"'I'll warrant that Bertin was curious,' said the Queen.

"'She was, your Majesty.'

"'What is the accomplishment she lacks?' the Queen demanded; 'I should like to know it myself.'

"'It is discrimination, your Majesty. I told the woman there were some people she could be rude to with impunity. I was not one of them.'

"'She'll never be rude to you again, Mademoiselle,' said the Queen.

"'I am sure of it, your Majesty,' I said.

“The Queen laughed, and bade the Duchesse de Polignac invite me to supper that evening. My father was delighted,—I was more frightened than ever. But the party was small, her Majesty was very gracious and spoke to me often, and I saw that above all things she liked to be amused. Poor lady! It was a year after that terrible affair of the necklace, and she wished to be distracted from thinking of the calumnies which were being heaped upon her. She used to send for me often during the years that followed, and I might have had a place at court near her person. But my father was sensible enough to advise me not to accept,—if I could refuse without offending her Majesty. The Queen was not offended; she was good enough to say that I was wise in my request. She had, indeed, abolished most of the ridiculous etiquette of the court. She would not eat in public, she would not be followed around the palace by ladies in court gowns, she would not have her ladies in the room when she was dressing. If she wished a mirror, she would not wait for it to be passed through half a dozen hands and handed her by a Princess of the Blood. Sometimes she used to summon me to amuse her and walk with me by the water in the beautiful gardens of the Petit Trianon. I used to imitate the people she disliked. I disliked them, too. I have seen her laugh until the tears came into her eyes when I talked of Monsieur Necker. As the dark days drew nearer I loved more and more to be in the seclusion of the country at Montméry, at the St. Gré of my girlhood. I can see St. Gré now,” said the Vicomtesse, “the thatched houses of the little village on either side of the high-road, the honest, red-faced peasants courtesying in their doorways at our berline, the brick wall of the park, the iron gates beside the lodge, the long avenue of poplars, the deer feeding in the beechwood, the bridge over the shining stream and the long, weather-beaten château beyond it. Paris and the muttering of the storm were far away. The mornings on the sunny terrace looking across the valley to the blue hills, the walks in the village, grew very dear to me. We do not know the value of things, Mr.
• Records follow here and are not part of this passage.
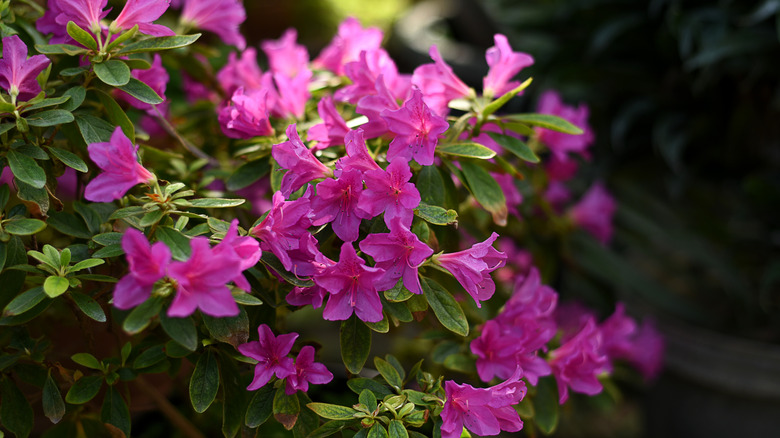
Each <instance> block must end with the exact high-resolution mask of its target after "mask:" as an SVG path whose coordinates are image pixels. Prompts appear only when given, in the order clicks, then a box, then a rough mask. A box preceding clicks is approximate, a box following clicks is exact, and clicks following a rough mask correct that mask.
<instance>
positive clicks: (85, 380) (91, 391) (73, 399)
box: [65, 376, 103, 405]
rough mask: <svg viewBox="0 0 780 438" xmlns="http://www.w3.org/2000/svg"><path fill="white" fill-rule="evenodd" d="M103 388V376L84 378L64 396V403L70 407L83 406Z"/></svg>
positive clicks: (74, 386) (75, 385)
mask: <svg viewBox="0 0 780 438" xmlns="http://www.w3.org/2000/svg"><path fill="white" fill-rule="evenodd" d="M101 386H103V376H84V377H82V378H80V379H79V380H77V381H76V383H74V384H73V386H71V387H70V390H69V391H68V393H67V394H66V395H65V401H66V402H68V403H70V404H72V405H80V404H84V403H86V402H88V401H90V400H92V399H93V398H95V396H96V395H97V393H98V392H99V391H100V387H101Z"/></svg>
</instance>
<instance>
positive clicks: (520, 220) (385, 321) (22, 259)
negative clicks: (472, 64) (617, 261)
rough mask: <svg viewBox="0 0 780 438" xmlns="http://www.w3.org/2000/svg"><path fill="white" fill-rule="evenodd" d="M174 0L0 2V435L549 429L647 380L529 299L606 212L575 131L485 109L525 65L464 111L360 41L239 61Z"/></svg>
mask: <svg viewBox="0 0 780 438" xmlns="http://www.w3.org/2000/svg"><path fill="white" fill-rule="evenodd" d="M170 3H171V4H170V5H169V2H168V1H152V0H129V1H128V2H127V3H126V4H123V5H122V4H119V5H114V6H115V7H114V8H113V9H111V8H108V7H107V4H106V1H105V0H103V1H100V0H49V1H48V3H47V4H46V6H45V7H41V6H40V5H38V4H37V3H34V2H32V1H17V2H14V3H13V4H11V3H10V1H4V2H0V12H1V13H2V15H1V17H2V23H0V32H2V45H3V46H2V52H3V56H2V59H0V89H2V90H1V92H2V95H1V96H0V97H2V101H0V111H2V112H1V113H0V117H1V119H0V133H1V134H2V137H1V139H2V165H3V166H4V171H3V185H2V186H0V206H2V211H3V213H2V216H0V217H1V220H0V227H1V228H0V267H2V272H1V273H0V285H2V286H0V289H1V290H0V307H2V308H3V313H2V317H0V325H1V326H2V327H3V329H2V331H0V348H1V349H2V355H0V371H1V372H2V377H1V378H0V390H1V391H0V421H1V422H2V427H3V428H4V430H6V431H8V432H10V433H12V434H14V435H15V436H20V437H26V436H30V435H31V434H36V435H37V434H43V435H44V436H49V437H58V436H69V437H70V436H89V437H92V436H101V435H110V436H131V434H132V432H133V430H134V429H137V428H138V427H143V426H146V428H147V429H148V422H144V423H146V424H143V423H141V424H139V422H137V421H136V422H134V421H133V418H134V417H135V418H138V417H137V416H136V415H140V414H137V413H138V412H143V411H144V410H145V409H149V407H150V406H152V407H154V408H155V409H157V410H159V411H160V412H161V413H162V415H164V416H165V419H166V421H167V422H169V423H171V424H173V425H174V426H175V427H176V429H178V430H181V431H182V433H183V434H184V435H185V436H206V435H205V434H208V436H212V435H214V434H216V433H219V432H218V430H219V429H220V427H221V432H222V433H223V434H224V435H225V436H227V437H233V436H238V435H239V434H240V436H254V435H255V434H256V436H267V434H274V433H281V434H284V433H285V431H289V432H287V433H289V434H291V435H293V436H296V437H326V436H331V435H336V436H342V437H353V436H354V437H384V436H390V437H409V436H411V437H420V436H437V437H438V436H441V437H445V438H452V437H455V438H457V437H460V436H463V435H469V434H474V435H479V436H483V435H497V434H499V433H500V432H501V431H502V430H503V431H508V432H517V431H519V430H521V429H524V430H526V431H528V432H529V433H530V434H535V433H536V432H537V431H539V432H542V433H552V432H553V431H554V430H555V428H556V425H557V423H558V419H559V416H560V415H559V413H560V410H559V405H563V404H566V403H570V400H571V399H572V398H573V397H572V394H573V393H577V394H583V396H592V395H596V394H599V393H602V391H603V390H604V387H605V385H606V386H610V387H611V386H613V385H612V384H611V383H610V382H611V375H612V374H613V373H615V371H616V370H618V369H623V366H624V365H625V364H629V365H631V366H633V367H634V368H635V369H637V370H638V371H639V373H640V374H641V375H643V376H645V377H647V378H651V377H652V376H654V375H655V374H656V373H657V372H658V371H659V367H660V359H661V349H662V342H661V340H660V338H659V337H658V335H657V334H656V332H655V330H654V328H653V326H652V323H650V322H645V323H642V324H639V323H638V322H637V321H636V320H634V319H633V318H631V317H630V316H628V315H627V314H626V310H625V308H624V306H623V305H622V304H618V305H617V306H616V307H615V309H614V313H613V314H612V315H611V316H608V317H607V318H600V317H599V315H597V314H596V313H595V312H594V311H591V310H589V309H587V308H584V307H582V306H581V305H578V304H577V303H563V302H561V303H559V302H558V294H557V292H556V291H555V290H554V289H553V288H552V287H551V286H549V285H548V283H549V278H551V277H552V276H553V275H554V270H553V269H551V268H550V266H553V264H552V263H551V262H550V258H551V257H555V256H556V255H557V256H558V257H564V256H565V255H566V251H565V247H566V242H567V239H568V238H569V237H570V236H572V235H574V234H578V235H579V234H582V233H589V235H590V236H591V237H590V239H593V241H594V242H598V243H597V244H600V245H607V244H608V243H609V240H610V237H611V232H612V229H611V216H612V214H613V212H614V210H615V203H614V201H613V200H612V198H611V196H610V195H609V192H608V191H607V189H606V187H605V186H604V184H603V183H600V182H598V181H596V182H593V184H592V185H591V186H590V188H588V189H587V190H577V186H578V185H577V184H571V181H572V179H573V178H575V176H576V175H577V174H578V169H579V167H581V166H582V165H583V164H585V163H587V160H588V159H589V152H588V147H589V145H590V144H591V142H592V140H593V133H592V132H591V131H590V129H589V128H588V125H587V116H588V110H587V107H585V106H584V105H579V106H570V105H567V104H566V103H564V102H563V101H562V100H561V98H560V96H559V95H558V94H557V93H555V92H554V91H548V92H546V93H545V94H544V95H543V98H542V99H541V100H540V102H539V103H538V110H537V112H533V113H522V114H505V113H504V112H503V111H502V108H503V107H504V105H505V104H506V103H507V102H509V101H510V100H511V99H521V98H522V94H523V90H525V89H526V88H527V87H529V86H532V85H531V84H532V80H531V78H522V70H523V68H525V67H528V66H530V65H531V64H532V63H533V58H532V57H531V56H530V55H528V54H525V53H521V52H517V51H514V50H513V49H512V48H511V47H510V46H509V44H508V42H507V40H506V38H505V37H504V36H502V35H496V36H495V46H494V47H491V48H490V49H489V50H488V51H487V53H486V61H487V65H488V66H489V72H488V74H487V76H485V78H484V86H483V87H482V90H481V91H477V90H474V89H472V88H470V87H468V86H466V85H465V84H464V83H463V82H462V81H461V80H460V79H459V78H458V77H457V76H456V75H455V74H454V73H453V72H452V69H451V68H450V67H449V66H448V65H447V63H446V62H445V61H444V60H443V58H442V57H441V56H440V54H439V52H438V50H437V48H436V47H435V46H433V47H431V48H430V56H431V61H432V62H431V63H428V64H424V65H421V66H419V67H417V68H416V69H415V70H414V72H413V73H412V74H411V75H409V74H402V73H399V72H398V70H397V68H396V67H395V64H394V62H393V60H392V59H391V58H390V57H389V55H388V54H387V52H385V51H384V50H383V49H382V48H381V43H382V39H383V34H382V32H381V31H380V30H378V29H375V28H364V27H363V26H362V25H361V24H360V23H359V22H358V21H357V20H355V19H352V18H350V19H347V20H346V21H344V22H343V23H342V24H341V25H340V27H339V31H338V34H337V35H336V36H335V37H333V40H332V41H331V42H330V44H329V45H327V46H326V47H325V48H324V49H323V50H322V51H321V52H320V53H319V55H318V56H317V57H316V58H314V59H313V60H310V55H309V53H308V51H307V49H306V48H304V47H303V46H301V45H299V44H297V42H296V38H297V37H296V32H295V30H288V31H287V32H285V33H284V35H282V36H281V38H280V39H278V40H274V41H265V42H263V43H262V44H261V46H260V47H261V49H262V52H263V53H264V54H265V56H264V57H263V58H262V59H260V58H258V52H257V50H256V49H255V48H253V47H247V44H246V42H245V39H244V38H243V37H242V35H241V34H240V33H239V26H240V25H241V24H242V23H243V22H244V20H245V12H244V9H243V6H242V4H241V3H240V2H239V1H238V0H221V1H214V0H182V1H175V2H170ZM195 32H202V33H195ZM261 63H262V65H263V67H262V68H261ZM518 76H519V77H521V78H522V82H521V81H520V80H519V79H518V80H516V78H517V77H518ZM555 266H557V265H555ZM255 333H257V335H255ZM169 399H170V400H169ZM131 413H133V416H131ZM212 420H213V421H212ZM214 421H216V422H217V423H218V425H217V426H216V427H214V426H212V424H213V422H214ZM219 425H221V426H219ZM145 433H152V432H149V431H148V430H146V429H145ZM161 433H165V432H161Z"/></svg>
Ritchie, until we are about to lose them.”

“You did not go back to court?” I asked.

She sighed.

“Yes, I went back. I thought it my duty. I was at Versailles that terrible summer when the States General met, when the National Assembly grew out of it, when the Bastille was stormed, when the King was throwing away his prerogatives like confetti. Never did the gardens of the Trianon seem more beautiful, or more sad. Sometimes the Queen would laugh even then when I mimicked Bailly, Des Moulins, Mirabeau. I was with her Majesty in the gardens on that dark, rainy day when the fishwomen came to Versailles. The memory of that night will haunt me as long as I live. The wind howled, the rain lashed with fury against the windows, the mob tore through the streets of the town, sacked the wine-shops, built great fires at the corners. Before the day dawned again the furies had broken into the palace and murdered what was left of the Guard. You have heard how they carried off the King and Queen to Paris—how they bore the heads of the soldiers on their pikes. I saw it from a window, and I shall never forget it.”